Sectarian violence is still going on in the West of Scotland, 150 years after it first reared its ugly head here.

There were clashes between factions in the streets of Govan on Friday night and two men will appear in court in the city this week.

LATEST: Council bosses have vowed to “push the law” in order to protect the public following sectarian disorder in Glasgow on Friday night.

Riot police, a helicopter, and dog units were called in when an Irish Unity march was met by loyalist counter-demonstrators in Govan.

Three more marches are planned for this week including one on Monday evening.

Council leader Susan Aitken said legislation may have to be tested to strengthen the authority’s hand.

She told BBC Radio’s Good Morning Scotland programme: “I am absolutely clear that the council’s procedures are not in any way at fault here. The council made the decision that the council has the ability to make.

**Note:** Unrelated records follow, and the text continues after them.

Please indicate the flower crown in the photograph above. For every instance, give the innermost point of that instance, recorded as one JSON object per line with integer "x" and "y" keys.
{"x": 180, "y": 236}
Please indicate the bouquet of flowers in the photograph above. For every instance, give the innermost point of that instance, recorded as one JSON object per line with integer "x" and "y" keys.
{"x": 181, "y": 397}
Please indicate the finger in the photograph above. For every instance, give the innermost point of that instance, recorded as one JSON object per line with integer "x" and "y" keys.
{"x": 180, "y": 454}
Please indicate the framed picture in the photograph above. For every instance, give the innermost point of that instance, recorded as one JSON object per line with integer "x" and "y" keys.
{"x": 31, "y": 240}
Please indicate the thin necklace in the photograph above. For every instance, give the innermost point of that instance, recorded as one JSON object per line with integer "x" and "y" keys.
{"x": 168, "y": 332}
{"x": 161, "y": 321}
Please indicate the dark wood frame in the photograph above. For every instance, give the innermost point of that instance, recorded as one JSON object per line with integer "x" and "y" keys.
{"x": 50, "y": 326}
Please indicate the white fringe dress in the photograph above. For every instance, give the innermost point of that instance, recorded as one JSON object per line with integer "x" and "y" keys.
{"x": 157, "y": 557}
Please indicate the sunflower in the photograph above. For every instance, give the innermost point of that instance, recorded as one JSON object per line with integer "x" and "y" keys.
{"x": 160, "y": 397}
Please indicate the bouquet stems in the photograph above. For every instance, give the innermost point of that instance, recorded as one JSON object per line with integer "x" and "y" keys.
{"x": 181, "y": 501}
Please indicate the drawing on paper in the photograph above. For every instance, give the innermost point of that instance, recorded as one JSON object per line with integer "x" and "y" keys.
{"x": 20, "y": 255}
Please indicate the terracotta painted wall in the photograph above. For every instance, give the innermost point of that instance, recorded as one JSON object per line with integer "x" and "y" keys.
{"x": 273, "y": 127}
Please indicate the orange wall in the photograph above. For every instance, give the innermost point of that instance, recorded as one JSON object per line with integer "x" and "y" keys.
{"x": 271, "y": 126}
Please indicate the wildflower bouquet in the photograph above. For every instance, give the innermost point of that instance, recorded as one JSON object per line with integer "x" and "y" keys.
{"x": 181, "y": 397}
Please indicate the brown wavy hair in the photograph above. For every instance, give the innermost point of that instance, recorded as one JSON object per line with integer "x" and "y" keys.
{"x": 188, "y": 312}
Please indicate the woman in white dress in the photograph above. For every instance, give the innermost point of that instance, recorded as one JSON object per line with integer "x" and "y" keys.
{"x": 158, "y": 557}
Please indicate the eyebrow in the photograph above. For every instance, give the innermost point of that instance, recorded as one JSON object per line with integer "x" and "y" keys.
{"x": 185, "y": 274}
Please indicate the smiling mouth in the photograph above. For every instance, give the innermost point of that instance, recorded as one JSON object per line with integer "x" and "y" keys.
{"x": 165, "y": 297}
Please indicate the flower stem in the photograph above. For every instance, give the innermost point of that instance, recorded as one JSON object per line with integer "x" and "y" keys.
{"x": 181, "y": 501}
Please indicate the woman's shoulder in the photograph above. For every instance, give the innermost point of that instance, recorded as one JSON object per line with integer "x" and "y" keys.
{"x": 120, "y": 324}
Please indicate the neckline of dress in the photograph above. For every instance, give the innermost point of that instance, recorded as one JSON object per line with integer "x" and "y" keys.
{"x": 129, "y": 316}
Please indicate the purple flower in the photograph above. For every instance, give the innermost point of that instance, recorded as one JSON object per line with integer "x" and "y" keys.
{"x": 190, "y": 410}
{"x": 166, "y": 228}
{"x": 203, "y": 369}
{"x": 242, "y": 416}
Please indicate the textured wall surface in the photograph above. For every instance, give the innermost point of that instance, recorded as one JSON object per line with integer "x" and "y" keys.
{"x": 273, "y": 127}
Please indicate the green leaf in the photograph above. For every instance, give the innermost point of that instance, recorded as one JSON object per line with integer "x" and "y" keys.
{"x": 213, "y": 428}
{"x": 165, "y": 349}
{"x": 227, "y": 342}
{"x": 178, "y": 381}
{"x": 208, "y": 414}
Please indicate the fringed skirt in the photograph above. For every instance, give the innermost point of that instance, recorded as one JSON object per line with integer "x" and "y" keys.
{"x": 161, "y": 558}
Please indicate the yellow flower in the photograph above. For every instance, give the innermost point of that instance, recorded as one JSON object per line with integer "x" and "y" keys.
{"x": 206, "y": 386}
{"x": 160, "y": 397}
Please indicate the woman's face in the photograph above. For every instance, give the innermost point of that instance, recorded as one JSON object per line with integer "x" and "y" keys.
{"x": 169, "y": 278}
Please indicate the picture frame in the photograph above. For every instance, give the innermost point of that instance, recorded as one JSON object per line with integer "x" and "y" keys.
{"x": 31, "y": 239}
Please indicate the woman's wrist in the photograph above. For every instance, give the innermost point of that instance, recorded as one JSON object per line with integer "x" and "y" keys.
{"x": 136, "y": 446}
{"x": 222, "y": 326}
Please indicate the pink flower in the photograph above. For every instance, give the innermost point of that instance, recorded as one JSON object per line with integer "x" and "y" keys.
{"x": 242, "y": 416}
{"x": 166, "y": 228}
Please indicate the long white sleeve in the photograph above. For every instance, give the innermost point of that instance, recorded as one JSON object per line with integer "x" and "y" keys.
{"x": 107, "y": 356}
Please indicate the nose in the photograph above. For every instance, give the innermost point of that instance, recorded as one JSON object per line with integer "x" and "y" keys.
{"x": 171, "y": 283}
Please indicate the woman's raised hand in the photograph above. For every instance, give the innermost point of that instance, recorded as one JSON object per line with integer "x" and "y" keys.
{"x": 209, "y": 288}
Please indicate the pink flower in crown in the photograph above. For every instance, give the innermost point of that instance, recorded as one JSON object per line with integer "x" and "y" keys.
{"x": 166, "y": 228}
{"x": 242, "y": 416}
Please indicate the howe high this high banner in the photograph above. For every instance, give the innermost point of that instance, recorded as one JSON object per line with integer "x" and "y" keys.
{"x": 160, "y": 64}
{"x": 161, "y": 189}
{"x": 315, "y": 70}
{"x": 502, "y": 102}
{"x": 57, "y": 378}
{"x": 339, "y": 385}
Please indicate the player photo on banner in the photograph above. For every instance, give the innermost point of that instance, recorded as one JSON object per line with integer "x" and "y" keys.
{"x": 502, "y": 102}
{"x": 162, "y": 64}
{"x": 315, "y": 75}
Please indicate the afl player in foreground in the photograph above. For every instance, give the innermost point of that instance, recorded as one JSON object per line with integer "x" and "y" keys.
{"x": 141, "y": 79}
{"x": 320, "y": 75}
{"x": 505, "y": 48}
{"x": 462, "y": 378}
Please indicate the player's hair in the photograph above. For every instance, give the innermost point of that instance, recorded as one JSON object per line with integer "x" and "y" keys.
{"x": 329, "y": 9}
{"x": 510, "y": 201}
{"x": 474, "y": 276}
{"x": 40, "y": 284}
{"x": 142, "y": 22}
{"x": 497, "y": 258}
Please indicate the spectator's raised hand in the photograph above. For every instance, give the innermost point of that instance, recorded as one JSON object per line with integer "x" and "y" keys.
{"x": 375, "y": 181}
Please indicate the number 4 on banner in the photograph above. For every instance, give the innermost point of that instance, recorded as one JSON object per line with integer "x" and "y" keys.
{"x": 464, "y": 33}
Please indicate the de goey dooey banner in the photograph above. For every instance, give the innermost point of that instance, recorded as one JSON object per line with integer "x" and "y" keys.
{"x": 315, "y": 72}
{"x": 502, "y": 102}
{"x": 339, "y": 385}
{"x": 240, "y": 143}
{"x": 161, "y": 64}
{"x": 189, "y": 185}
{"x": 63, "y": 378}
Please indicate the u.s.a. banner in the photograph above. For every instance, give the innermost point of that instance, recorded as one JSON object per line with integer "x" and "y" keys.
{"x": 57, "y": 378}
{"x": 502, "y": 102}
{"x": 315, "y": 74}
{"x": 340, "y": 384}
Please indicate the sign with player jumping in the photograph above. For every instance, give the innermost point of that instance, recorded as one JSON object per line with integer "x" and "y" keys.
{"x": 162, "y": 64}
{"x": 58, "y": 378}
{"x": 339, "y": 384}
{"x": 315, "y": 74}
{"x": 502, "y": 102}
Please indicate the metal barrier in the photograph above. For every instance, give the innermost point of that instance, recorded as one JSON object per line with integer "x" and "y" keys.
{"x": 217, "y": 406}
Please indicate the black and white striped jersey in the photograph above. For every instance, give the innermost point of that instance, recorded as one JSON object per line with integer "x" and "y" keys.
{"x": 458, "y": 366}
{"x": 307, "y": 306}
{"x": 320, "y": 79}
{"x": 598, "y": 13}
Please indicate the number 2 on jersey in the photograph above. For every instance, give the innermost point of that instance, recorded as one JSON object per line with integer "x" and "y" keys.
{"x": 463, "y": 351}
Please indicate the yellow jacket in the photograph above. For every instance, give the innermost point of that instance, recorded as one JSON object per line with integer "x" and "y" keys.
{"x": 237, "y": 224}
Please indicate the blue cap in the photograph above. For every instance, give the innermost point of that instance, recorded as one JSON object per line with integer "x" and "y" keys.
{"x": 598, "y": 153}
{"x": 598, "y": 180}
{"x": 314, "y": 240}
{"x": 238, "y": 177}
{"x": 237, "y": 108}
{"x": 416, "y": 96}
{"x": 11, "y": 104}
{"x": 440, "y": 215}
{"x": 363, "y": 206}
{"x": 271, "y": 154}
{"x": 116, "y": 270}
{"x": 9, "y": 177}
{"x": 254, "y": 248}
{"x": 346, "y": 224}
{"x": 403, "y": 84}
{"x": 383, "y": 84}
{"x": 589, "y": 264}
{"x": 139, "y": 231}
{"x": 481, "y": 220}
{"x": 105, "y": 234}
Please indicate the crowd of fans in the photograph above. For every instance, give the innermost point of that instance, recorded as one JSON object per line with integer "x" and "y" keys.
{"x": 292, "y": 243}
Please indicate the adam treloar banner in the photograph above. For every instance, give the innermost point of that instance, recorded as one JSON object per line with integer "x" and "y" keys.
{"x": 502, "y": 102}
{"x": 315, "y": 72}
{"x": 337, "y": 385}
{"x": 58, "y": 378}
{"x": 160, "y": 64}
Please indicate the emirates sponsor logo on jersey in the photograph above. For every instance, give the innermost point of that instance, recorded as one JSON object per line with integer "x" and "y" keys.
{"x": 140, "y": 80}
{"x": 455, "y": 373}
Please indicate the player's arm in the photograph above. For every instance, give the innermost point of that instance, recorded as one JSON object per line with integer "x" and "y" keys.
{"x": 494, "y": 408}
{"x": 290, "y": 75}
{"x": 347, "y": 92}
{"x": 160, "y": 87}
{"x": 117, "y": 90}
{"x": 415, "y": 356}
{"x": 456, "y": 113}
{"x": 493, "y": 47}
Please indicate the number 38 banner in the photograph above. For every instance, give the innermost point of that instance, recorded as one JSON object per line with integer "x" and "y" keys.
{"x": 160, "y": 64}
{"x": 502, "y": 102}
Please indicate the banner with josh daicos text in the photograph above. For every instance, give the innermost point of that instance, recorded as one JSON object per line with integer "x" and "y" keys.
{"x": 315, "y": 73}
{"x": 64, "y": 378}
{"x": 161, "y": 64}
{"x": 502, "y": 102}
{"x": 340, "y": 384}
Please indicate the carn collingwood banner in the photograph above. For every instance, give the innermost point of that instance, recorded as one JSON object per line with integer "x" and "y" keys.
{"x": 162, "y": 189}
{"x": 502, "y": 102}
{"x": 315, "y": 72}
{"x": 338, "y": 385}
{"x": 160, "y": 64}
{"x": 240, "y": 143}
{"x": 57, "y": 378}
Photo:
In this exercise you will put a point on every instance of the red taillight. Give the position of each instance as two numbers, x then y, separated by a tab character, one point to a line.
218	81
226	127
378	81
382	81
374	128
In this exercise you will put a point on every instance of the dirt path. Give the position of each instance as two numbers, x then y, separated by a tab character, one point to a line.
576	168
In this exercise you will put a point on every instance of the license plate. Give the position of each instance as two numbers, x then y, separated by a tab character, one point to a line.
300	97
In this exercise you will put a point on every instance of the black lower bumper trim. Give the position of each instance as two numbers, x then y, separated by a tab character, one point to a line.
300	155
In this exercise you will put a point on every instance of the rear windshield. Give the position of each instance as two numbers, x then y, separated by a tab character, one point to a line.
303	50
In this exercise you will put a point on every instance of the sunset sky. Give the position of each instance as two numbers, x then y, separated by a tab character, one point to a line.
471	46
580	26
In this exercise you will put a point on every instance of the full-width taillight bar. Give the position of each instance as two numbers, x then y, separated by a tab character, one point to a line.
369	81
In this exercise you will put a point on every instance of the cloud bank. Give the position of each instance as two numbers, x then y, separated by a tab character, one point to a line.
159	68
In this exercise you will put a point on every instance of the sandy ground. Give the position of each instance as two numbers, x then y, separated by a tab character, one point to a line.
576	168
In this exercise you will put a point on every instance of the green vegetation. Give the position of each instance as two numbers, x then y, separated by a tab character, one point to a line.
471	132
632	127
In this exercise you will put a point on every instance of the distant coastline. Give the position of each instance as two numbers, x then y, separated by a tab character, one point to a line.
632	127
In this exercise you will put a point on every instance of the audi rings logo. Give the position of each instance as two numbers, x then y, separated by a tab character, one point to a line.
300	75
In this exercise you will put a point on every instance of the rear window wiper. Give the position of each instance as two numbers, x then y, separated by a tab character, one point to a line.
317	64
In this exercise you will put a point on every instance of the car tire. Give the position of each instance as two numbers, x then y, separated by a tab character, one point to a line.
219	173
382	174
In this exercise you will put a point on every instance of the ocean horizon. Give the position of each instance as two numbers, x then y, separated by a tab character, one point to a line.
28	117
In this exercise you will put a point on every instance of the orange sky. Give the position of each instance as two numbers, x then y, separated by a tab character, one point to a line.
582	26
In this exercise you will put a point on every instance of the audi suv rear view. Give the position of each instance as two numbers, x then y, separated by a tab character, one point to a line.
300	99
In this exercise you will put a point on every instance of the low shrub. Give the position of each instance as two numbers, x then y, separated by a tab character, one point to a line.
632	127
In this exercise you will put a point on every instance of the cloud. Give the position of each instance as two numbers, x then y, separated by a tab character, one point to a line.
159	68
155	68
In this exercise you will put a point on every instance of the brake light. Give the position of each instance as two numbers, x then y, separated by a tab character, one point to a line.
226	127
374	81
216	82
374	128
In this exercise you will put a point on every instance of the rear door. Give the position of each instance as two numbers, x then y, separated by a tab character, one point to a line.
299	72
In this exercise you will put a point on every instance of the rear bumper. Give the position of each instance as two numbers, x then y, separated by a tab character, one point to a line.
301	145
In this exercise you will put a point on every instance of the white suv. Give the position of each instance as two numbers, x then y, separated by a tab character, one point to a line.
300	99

“Over the past year, Glasgow City Council has pushed the law as far as we can on this, to the extent of being taken to court. And it may well be that we have to do this again.”


  1. Perhaps one of the outcomes of seeing ‘The Brigton Billy Boy’s’ gangster and murderous acts in Peaky Blinders and their hatred of catholics, amongst other communities and the association with the Mosleyite fascists and Billy Fullerton’s founding of a branch of the KKK, could be, that it may dawn on many of the Rangers fans who sing his praises, to ask themselves… “Do I really want to be associated with type of hate and evil”.
    The condemnation of the Billy Boys will be throughout the UK, not just in Scotland and the reputation of Rangers F.C. could suffer badly because of the association.
    I’m sure most of those singing this banned song don’t really know the facts about Billy Fullerton and the Billy Boys and maybe, just maybe, The Rangers club appeals to be all inclusive will truly get through to the fans. Let’s hope so.